Read. Answer comprehension questions. Repeat. Right? Not anymore!
The move to Common Core with a greater emphasis on students interacting with nonfiction texts has challenged many teachers to think of transformative ways to teach reading strategies for connecting and comprehending. Many times the way to find out how well a student comprehends a text is to have him or her read it and then answer comprehension questions or write a summary. These tasks have moved from paper and pencil to computer, but they remain largely the same. Is there any way to transform them to elicit greater learning and interaction? Yes.
I have been happily experimenting with the think-aloud concept in my high school English classes, and I'm pleased with the results. I provide students with an article on a Google Doc and teach them how to digitally annotate it as they read, employing specific reading strategies. It's helpful to provide them with a color-coded legend to follow as they mark up the text. Currently we are working on expository reading strategies, so a legend might look like the one below.
Students read the article using expository reading strategies from Cal State University's Expository Reading and Writing Course, such as:
- Surveying the Text
- Making Predictions and Asking Questions
- Reading with the Grain
- Reading Against the Grain
- Content/Purpose or Says/Does
- Noticing Vocabulary
- Considering the Structure of the Text
- Analyzing Stylistic Devices
As students read, they use the comment function on the Google Doc to respond. For example, a student reads a section of the article and, using the Content/Purpose strategy, writes one comment that summarizes that section. Underneath that, the student writes a comment that describes the author's purpose.

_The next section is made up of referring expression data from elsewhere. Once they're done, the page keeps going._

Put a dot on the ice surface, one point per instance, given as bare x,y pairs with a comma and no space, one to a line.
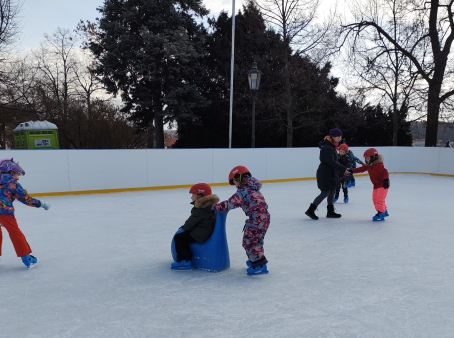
104,268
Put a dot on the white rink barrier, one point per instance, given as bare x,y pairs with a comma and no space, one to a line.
61,172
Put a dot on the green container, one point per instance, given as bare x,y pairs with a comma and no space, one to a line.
36,135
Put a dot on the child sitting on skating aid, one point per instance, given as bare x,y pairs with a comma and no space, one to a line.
10,190
249,198
197,228
379,177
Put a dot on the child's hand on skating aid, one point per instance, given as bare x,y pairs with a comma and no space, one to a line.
45,205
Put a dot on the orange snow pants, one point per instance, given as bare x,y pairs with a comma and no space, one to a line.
17,237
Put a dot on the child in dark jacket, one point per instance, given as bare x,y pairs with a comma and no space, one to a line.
249,198
344,159
11,190
379,177
198,227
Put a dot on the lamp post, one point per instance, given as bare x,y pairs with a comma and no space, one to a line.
254,76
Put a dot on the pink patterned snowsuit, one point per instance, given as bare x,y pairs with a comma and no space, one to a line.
251,200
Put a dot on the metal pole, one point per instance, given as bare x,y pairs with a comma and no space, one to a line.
232,59
253,119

Teachers can specify which strategies students should use, and after students have extended experience with them, you can offer them a choice of strategies. Gradually allowing choice helps students acquire vital metacognition as they get to know which strategies assist them most.
A nice flow toward gradual mastery of this concept is:
The teacher models this strategy as a whole-class direct-instruction lesson, offering a "think-aloud" as he or she works through the text.

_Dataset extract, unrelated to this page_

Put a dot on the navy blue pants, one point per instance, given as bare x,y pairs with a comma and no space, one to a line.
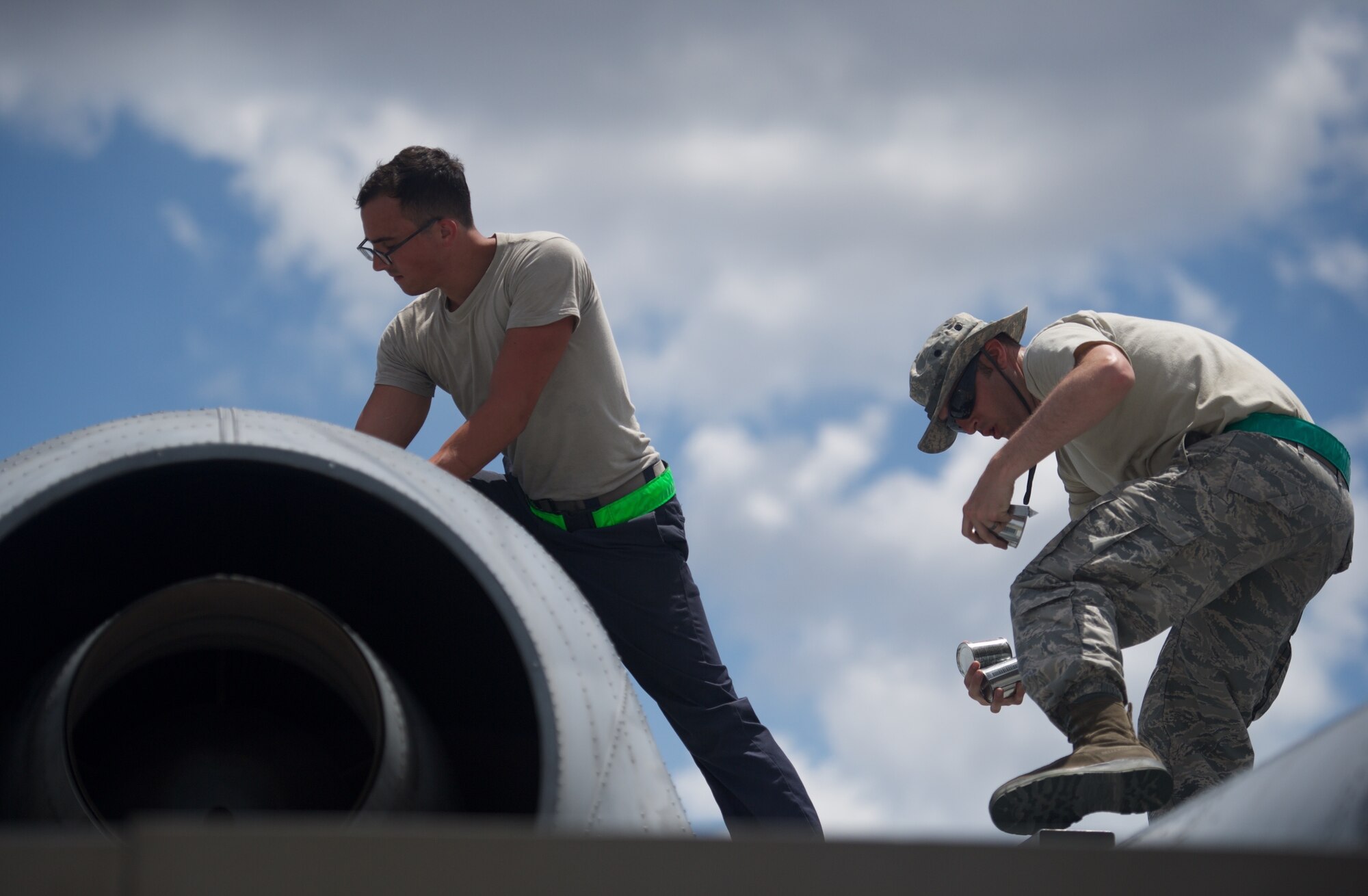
635,575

The teacher offers an article for all students to read silently, with directions to annotate using specific strategies. As a class, students "think aloud" as the teacher digitally annotates the article projected for everyone to see.
When students are ready to dive in themselves, it's ideal to have them work on the Google Doc in pairs. The conversation that occurs during this collaborative reading is helpful in cementing these strategies into regular practice. Students teach and coach each other as they go along.
Turning Their Minds Inside Out
When students are ready to take this concept to the next level, direct them to use Screencastify or another screencasting tool to create their own "think-aloud" videos of articles they've digitally annotated. Students should be encouraged to use the academic language acquired while learning the reading strategies. This is where they have an opportunity to explain their annotations and the observations they made about the author's argument and craft. The screencast think-aloud creates a rare glimpse into the minds of students and what happens internally as they read and work to unpack the meaning of text.
Usually after reading, annotating, and thinking aloud, students share their think-aloud videos on their blogs and give feedback to peers. A student's example screencast with accompanying blog post explains how the annotation and screencast process assisted the student in making sense of the article. With meaning from the article neatly unpacked, students are ready to write their expository essays, taking a position on the topic. They tell me they feel more confident in their writing after spending that quality time annotating and thinking aloud to process their reading.